El problema no es científico sino ideológico. Los científicos, después de todo, son seres expuestos a las presiones políticas y modas ideológicas. Por eso la arbitrariedad de lo que se considera óptimo o plaga depende de sus prejuicios y pánicos. Miguel Beato no escapa a la regla, como no lo hace el naturalista británico David Attenborough que insiste con que los humanos son «una plaga sobre la Tierra» mientras insta a controlar el crecimiento de la población para sobrevivir. Los ejemplos se amontonan: «El ser humano es la peor plaga del planeta» dijo hace un tiempo Tania Castro, directora de PhotOn Festival haciendo una muestra catastrofista en la Universidad de Valencia mientras que su vicerrector, Antonio Ariño, sostenía «La función de PhotOn es convertir la fotografía en documento de lo que hacemos mal para cambiar nuestras conciencias.

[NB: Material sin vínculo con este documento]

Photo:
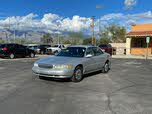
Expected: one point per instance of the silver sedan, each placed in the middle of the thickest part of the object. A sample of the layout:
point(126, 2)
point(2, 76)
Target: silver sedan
point(73, 62)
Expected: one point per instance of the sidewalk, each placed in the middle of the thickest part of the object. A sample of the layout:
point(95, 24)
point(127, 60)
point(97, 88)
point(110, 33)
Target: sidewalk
point(131, 56)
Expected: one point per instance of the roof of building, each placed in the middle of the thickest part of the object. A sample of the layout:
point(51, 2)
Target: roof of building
point(139, 33)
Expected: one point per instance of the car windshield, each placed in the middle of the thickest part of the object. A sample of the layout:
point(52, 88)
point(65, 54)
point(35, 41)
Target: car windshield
point(72, 52)
point(55, 46)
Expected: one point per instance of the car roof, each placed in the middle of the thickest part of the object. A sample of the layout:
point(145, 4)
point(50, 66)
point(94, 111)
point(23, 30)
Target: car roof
point(83, 46)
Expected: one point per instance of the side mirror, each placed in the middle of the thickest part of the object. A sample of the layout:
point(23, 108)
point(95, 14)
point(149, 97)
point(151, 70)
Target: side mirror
point(88, 56)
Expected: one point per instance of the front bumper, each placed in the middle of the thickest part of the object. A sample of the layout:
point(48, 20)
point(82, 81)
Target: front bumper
point(54, 73)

Así dejamos de ser la peor plaga». Y en el mismo tono se manifestaba el eurodiputado del PP Esteban González Pons respecto de que el hombre es «la peor plaga que ha conocido la Tierra». ¿Se les ha ocurrido a todos la misma idea?

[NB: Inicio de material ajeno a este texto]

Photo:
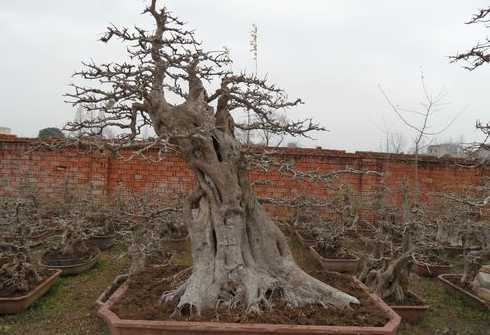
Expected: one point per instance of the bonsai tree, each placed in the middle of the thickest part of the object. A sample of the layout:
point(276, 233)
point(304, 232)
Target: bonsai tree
point(17, 274)
point(392, 280)
point(329, 240)
point(239, 254)
point(74, 242)
point(50, 132)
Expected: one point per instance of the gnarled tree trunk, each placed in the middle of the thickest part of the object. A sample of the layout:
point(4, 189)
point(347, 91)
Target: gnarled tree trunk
point(240, 257)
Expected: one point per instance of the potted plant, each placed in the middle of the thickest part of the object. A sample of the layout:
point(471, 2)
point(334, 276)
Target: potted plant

«La urgencia de salvar a la humanidad es casi siempre un falso frente para el ansia de gobernarlo», decía Henry Louis Mencken. ¿Cómo es que intelectuales, políticos, científicos y artistas siguen con el mismo cantito, y sobre todo: por qué encuentran tanta amplificación mediática?. Posiblemente la respuesta se encuentre en que el pánico artificialmente generado demanda control y eso les seduce. Pero los sistemas complejos, como nuestra sociedad, no necesitan control ni son dables a la planificación para su funcionamiento, por tanto, lo que les asusta es la libertad, y eso no cambia aunque pasen los siglos. La paradoja malthusiana se encuentra en que cuantas más personas somos, más ingenio individual y cooperativo hay en el mercado. La sociedad humana se corrige a sí misma, más somos, más recursos tenemos, más mejoramos la vida, más luchamos contra la enfermedad. Los recursos no son limitados porque no lo es el ingenio humano. No somos plaga, somos nuestra propia bendición. Las evidencias saltan a la vista, cada vez menos pobres, más alimento, más agua potable, más años de vida.
¿Puede Beato, en su erudición, desconocer esto? No parece probable, sin embargo se suma al concierto de los que proclaman «cercenar la expansión de la plaga humana», aunque por cierto nunca empiezan por casa a aplicar sus recomendaciones. La eugenesia sigue vigente porque es un instrumento más de la ingeniería social, de esa ideología que pretende diseñar a la sociedad, arrogarse el derecho de decidir qué cosa es el bien común, qué cosa es la felicidad, que cosa se debe RESETEAR. Un mero mecanismo de control que demanda, fanáticamente, que nos autopercibamos una plaga. Acá hay otro resabio nazi, el de repetir una mentira hasta que algo quede, old habits die hard.